For this reason, it makes sense to look at average measures of parity over a number of years. The eras used in The Star column were with two factors in mind: making sure there were enough years to diminish the effect of chance in any single year; and, based on some feature concerning the number of teams in the league.
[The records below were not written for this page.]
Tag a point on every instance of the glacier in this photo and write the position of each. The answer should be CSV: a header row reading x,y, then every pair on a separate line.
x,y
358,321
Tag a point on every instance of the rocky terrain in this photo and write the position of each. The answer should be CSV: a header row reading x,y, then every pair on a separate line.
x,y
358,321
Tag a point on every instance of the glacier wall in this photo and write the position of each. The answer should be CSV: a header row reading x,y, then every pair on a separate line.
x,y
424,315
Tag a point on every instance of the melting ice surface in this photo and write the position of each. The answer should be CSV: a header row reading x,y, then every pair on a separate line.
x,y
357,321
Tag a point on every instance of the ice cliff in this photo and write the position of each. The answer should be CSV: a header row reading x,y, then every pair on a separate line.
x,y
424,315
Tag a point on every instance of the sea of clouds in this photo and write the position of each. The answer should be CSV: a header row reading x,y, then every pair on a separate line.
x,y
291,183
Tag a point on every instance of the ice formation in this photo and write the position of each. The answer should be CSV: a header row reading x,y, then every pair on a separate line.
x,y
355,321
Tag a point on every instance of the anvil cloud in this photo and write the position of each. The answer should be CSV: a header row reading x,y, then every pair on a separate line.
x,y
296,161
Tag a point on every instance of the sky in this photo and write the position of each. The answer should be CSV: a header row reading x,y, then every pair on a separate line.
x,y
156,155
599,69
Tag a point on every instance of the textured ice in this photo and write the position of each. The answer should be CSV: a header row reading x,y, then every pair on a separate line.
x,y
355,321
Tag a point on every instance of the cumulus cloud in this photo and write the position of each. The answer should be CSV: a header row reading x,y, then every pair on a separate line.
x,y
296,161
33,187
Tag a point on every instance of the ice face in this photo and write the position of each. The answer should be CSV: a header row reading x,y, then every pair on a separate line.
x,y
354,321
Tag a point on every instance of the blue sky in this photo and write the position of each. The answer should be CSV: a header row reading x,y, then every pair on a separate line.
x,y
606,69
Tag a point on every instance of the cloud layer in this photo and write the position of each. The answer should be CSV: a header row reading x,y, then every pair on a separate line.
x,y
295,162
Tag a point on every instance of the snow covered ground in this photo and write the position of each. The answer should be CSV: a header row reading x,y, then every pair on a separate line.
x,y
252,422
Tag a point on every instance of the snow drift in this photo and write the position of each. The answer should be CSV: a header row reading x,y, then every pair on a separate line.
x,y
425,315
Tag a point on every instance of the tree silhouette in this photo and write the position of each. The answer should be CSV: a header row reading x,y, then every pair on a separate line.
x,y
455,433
The era from 1918 to 1930 was a time where the number of teams changed dramatically, starting with 3 teams and ending with 10. From 1931 to 1941, the set of teams was a bit more stable, with there being 7, 8 or 9 teams in the league (the original Ottawa Senators and the Montreal Maroons left the league during this time). In 1942, the New York (or Brooklyn) Americans folded, leaving the league with the teams now known as the Original Six, which persisted until the 1966-67 season. The 1967-68 season kicked off the Expansion Era, and the 1994-95 season was the first lockout. (A case could be made for lumping the 1994-95 to 2003-04 seasons together with the Expansion Era seasons, but there are reasons to think that the rapid expansion of the earlier years would have a different effect on parity than the slower expansion that came after, and this is in fact borne out in the data.) Finally, the last era considered is the Salary Cap Era.
I think the data present a fairly convincing picture of the effect that the salary cap has had on parity, and also illustrates the importance of a hard cap in this regard. The NBA’s soft cap is really a bit of a joke with all its exceptions. If it’s possible to spend almost triple the salary the cap, as the New York Knicks did in 2005-06, then there really is no difference between a soft cap and a luxury tax, which MLB employs.